I used to think that the the numbers on the odomometer of a car indicated how many miles the car had left. I thought it ran backwards in number and that when it reached zero, the car would not run any longer.
I once asked my mother if a car could move with no driver inside. She replied that technically, this could happen, but that it wasn't likely. Nevertheless, I spent a good year or two searching for driverless cars whenever we were on the road.
When I was pretty little, I liked to stick my head out of the car window as we were driving. My dad told me that if I stuck my head out there as we were driving to close to something my head would of course be chopped off. Now, I never sat behind my dad, because he always had his seat pushed back so far it was really uncomfortable. Therefore it never occurred to me that he could be talking about other cars. There was never anything on the outside side of the car but trees, and it didn't seem like a tree branch could really cut your head off, it just wasn't sharp enough. I concluded that there must be a certain kind of tree that had razor-sharp branches specifiacally designed to defend it from little kids hanging out of car windows.
I used to believe that whenever I went to sleep in the car it would go super fast because when I woke up we would be where we were going
I used to think that when a car would drive on grass the battery would die. Cars that breakdown are for the most part on the side of the road. I used to get scared when my dad drove near grass.
When I was younger, and watched old movies of people driving cars and moving the steering wheel left and right rapidly, I beleived that the faster they moved the wheel the faster the car actually went.

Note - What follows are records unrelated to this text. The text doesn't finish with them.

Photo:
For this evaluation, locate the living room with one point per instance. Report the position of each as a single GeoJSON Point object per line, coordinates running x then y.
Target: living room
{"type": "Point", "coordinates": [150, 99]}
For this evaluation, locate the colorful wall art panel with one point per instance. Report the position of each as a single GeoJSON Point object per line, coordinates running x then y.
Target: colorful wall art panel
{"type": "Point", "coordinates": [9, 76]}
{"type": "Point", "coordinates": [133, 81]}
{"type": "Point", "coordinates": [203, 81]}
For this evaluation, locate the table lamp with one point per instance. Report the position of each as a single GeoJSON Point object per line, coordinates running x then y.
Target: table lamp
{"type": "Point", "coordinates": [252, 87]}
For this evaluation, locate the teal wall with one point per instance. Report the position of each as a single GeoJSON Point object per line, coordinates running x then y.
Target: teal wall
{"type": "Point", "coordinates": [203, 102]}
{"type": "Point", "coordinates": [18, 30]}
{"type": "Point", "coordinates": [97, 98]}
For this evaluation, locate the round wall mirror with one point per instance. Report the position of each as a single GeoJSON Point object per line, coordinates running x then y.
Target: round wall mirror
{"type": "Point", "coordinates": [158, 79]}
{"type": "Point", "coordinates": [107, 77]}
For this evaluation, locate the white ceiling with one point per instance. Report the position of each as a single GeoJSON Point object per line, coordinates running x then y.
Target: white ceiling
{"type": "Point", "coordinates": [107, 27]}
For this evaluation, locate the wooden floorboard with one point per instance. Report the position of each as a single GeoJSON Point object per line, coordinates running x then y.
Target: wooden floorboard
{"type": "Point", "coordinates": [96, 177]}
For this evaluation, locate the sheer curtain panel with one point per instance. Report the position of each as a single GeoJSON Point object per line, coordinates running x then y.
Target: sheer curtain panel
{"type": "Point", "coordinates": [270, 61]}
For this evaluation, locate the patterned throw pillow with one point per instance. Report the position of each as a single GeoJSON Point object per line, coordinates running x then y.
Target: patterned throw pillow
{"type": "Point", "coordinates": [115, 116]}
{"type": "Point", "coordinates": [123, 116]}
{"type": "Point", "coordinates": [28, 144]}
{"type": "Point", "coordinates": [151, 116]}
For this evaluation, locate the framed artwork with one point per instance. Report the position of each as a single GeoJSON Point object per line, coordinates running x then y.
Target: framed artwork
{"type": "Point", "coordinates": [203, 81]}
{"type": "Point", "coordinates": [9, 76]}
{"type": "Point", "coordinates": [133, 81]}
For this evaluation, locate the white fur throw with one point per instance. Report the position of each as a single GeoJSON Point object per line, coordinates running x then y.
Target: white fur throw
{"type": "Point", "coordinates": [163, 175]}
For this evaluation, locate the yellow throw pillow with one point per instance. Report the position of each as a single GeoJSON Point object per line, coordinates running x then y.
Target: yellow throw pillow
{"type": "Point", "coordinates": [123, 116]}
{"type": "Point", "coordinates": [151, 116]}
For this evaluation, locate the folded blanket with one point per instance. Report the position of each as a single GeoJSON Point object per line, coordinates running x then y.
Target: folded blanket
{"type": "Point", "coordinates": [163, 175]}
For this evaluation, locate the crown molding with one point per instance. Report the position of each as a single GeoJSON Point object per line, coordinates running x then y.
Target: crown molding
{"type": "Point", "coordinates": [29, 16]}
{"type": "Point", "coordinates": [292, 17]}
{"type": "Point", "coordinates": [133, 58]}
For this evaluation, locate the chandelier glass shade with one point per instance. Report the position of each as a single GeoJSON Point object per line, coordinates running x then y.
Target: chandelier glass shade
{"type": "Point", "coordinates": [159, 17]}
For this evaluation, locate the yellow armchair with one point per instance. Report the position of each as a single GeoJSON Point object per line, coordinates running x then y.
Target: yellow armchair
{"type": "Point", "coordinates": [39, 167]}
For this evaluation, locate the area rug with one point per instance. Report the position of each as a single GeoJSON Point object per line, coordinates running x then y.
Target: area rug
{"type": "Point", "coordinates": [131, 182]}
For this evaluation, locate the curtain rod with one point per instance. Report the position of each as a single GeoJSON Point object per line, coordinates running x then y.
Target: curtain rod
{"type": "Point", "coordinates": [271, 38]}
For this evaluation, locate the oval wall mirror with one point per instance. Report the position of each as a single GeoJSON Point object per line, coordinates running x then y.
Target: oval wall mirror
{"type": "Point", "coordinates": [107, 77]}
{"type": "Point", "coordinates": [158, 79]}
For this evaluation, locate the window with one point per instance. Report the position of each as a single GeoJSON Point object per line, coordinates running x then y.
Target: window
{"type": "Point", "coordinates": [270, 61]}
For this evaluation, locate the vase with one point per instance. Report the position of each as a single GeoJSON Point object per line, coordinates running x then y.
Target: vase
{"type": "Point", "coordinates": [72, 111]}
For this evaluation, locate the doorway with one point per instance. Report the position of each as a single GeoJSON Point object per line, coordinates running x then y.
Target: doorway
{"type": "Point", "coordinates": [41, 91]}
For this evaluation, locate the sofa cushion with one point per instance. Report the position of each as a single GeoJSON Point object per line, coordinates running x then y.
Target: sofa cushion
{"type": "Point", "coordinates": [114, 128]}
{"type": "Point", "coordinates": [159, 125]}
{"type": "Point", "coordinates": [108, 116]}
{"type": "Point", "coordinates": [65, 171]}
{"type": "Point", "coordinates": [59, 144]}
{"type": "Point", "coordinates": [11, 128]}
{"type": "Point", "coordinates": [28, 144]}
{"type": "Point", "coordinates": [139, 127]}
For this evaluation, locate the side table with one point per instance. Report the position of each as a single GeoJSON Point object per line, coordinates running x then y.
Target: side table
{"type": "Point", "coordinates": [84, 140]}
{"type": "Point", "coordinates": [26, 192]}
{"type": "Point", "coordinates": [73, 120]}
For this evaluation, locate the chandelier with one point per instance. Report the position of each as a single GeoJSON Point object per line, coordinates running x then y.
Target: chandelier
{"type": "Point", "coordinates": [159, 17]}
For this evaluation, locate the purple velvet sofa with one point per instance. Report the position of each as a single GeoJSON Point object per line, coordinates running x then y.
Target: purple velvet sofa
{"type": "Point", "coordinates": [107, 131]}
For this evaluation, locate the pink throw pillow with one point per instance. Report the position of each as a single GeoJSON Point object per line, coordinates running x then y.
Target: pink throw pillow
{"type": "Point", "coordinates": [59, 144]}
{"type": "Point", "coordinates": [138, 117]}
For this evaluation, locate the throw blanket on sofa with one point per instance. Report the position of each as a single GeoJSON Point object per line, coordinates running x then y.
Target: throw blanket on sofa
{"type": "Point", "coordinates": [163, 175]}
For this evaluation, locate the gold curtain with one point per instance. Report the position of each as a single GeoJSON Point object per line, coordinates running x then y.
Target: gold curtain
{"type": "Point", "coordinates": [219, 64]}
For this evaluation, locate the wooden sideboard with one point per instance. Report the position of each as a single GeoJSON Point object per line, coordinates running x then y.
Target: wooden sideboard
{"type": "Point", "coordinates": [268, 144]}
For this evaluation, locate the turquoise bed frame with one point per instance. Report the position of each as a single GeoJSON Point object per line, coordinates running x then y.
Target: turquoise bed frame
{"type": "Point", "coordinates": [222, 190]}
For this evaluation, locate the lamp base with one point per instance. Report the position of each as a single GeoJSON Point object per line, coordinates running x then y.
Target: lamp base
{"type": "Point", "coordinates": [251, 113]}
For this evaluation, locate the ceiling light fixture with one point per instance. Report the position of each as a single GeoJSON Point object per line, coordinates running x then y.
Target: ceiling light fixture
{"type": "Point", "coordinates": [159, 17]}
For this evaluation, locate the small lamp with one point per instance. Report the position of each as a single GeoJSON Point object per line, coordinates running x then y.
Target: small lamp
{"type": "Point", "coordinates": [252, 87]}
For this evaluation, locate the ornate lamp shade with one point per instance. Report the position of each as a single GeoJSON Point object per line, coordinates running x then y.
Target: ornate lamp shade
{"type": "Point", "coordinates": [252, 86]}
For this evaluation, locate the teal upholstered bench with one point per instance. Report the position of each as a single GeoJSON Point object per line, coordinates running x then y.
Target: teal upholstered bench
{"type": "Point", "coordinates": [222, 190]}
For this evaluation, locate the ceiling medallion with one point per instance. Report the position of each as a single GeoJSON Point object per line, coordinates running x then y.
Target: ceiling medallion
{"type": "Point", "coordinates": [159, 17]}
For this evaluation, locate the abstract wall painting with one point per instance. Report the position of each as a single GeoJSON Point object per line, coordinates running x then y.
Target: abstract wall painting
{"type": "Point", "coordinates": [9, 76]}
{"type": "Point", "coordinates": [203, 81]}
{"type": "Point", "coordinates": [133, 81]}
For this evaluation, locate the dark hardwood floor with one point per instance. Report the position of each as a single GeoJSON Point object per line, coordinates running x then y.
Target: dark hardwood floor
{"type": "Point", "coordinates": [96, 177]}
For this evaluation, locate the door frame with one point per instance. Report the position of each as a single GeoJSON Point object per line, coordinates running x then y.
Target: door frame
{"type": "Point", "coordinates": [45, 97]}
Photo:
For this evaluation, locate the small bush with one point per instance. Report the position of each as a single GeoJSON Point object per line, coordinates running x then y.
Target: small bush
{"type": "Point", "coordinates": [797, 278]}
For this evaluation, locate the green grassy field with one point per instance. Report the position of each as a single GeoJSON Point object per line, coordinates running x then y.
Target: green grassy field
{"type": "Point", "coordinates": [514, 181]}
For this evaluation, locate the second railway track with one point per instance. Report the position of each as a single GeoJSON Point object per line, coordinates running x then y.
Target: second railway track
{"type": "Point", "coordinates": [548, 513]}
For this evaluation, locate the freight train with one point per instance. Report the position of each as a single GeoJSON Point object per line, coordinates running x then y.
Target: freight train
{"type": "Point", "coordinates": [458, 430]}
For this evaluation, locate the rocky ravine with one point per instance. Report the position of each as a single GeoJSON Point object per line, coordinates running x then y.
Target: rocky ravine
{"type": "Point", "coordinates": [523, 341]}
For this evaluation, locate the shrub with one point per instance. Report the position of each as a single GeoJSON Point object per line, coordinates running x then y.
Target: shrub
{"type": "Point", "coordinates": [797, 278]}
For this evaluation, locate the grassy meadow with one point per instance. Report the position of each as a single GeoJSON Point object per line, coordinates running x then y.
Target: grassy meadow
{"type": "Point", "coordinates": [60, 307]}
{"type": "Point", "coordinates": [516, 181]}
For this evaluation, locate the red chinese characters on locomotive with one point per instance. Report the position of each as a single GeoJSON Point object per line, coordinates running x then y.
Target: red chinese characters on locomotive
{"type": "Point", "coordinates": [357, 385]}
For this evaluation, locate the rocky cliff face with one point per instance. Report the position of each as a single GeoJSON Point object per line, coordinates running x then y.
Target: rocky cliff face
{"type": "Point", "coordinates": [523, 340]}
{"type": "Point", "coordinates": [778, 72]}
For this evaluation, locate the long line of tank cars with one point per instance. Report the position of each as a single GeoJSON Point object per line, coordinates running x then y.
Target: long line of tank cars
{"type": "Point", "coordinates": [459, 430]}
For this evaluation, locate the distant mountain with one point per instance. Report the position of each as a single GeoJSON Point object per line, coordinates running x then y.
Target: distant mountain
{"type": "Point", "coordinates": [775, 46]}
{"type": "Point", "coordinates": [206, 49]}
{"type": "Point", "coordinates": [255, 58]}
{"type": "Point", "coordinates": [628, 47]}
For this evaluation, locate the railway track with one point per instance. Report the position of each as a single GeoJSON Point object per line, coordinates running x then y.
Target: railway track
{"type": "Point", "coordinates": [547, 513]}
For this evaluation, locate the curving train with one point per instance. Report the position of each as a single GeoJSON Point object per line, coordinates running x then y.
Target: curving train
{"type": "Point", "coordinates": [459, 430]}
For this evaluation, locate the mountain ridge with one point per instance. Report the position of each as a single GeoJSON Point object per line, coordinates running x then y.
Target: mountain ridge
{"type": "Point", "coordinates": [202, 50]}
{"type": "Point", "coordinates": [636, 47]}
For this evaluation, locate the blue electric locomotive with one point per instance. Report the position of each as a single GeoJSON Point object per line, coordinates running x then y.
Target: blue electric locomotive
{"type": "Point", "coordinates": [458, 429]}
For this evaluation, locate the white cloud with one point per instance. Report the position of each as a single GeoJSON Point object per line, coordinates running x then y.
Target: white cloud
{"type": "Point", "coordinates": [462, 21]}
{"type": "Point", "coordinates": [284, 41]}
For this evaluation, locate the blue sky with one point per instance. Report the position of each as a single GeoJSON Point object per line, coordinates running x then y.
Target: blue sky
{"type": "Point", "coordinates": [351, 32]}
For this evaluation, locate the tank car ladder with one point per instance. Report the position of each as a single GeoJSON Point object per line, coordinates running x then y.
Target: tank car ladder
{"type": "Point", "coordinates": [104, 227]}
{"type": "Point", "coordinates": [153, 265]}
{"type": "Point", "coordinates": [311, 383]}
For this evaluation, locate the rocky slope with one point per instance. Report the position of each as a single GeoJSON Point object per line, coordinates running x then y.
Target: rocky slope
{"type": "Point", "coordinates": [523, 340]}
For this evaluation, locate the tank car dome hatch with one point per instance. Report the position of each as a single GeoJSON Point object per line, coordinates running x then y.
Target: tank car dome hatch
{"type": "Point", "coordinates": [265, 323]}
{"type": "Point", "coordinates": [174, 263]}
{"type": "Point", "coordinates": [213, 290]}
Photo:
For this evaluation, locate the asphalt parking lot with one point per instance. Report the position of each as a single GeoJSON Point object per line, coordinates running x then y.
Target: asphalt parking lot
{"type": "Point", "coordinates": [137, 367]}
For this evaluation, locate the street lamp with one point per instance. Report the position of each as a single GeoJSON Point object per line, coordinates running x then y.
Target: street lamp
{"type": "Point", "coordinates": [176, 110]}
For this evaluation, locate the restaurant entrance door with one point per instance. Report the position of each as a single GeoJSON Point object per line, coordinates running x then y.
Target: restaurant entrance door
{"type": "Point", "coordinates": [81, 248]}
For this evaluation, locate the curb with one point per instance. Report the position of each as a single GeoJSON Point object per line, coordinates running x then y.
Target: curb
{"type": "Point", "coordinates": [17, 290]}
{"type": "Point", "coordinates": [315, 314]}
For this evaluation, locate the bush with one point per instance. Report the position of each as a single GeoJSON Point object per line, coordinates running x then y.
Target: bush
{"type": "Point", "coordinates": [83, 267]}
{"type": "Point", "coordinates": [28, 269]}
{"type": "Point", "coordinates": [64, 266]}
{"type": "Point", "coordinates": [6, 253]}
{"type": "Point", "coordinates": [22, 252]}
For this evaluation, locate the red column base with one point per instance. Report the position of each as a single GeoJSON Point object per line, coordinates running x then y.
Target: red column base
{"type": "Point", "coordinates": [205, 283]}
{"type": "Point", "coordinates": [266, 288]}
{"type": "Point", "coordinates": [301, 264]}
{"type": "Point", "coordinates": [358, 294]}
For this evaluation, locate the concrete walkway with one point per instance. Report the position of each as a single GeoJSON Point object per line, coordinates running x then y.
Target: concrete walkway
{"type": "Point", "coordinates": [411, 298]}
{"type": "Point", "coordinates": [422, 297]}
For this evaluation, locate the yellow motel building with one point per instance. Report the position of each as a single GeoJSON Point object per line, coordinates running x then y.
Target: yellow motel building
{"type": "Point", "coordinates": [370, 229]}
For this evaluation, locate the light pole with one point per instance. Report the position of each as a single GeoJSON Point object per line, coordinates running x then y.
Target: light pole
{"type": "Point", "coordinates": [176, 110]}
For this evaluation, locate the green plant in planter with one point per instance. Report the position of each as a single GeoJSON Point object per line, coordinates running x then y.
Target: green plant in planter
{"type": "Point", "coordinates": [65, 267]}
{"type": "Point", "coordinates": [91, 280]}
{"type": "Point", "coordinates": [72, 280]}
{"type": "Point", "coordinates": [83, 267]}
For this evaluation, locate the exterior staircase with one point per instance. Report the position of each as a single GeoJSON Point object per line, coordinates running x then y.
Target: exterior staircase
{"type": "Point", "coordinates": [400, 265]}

When we were kids, my little brother was convinced that hazzard lights on cars meant that the person driving that car was going to turn BOTH ways
LOL
When I was a child my mum used to leave me alone in the car with the engine still running, (it was safe to do this in the 70's!!) whilst she would pop in to the shops and I used to believe that the car may be able to drive off on its own. I would sit there absolutely, completely still in case I jogged it enough for it to drive off.
When i waz younger like 6ish i thought that the sign at the back of truck that said " Air brakes keep back 17m" meant that there waz no air there and u coudnt breathe if u went to close.
On motorways the person at the front of the traffic had set out
first
When I was young, we sometimes used to go driving on holiday in Europe. Sometimes there were some very long tunnels under mountains.
I used to believe that when we came out of the other side of the tunnel, we were really still in it but the walls were showing pictures of the outside. Like a big tubular TV.
I used to think the road we lived on was the longest road on the planet. In reality it's about 50 miles long. Today, I drive the length of it regularly when visiting relatives.
At the age of fourteen I had an old motorbike that I rode around the fields. My dad glanced at it one day and said "your milometer runs out soon". I asked him what he meant and he explained that when all the numbers reach nine and then turn over the engine just locks up completely and never goes again. I told him I didn't believe him but I rode it veeerrry slowly when it got near to that number and breathed a big sigh of relief when it didn't stop.
I use to believe that when the car in front of you put on their turn signal you would have to put your signal on too so that the cars behind you knew that the car in front of you was going to turn. It was only later I realized that everyone was turning.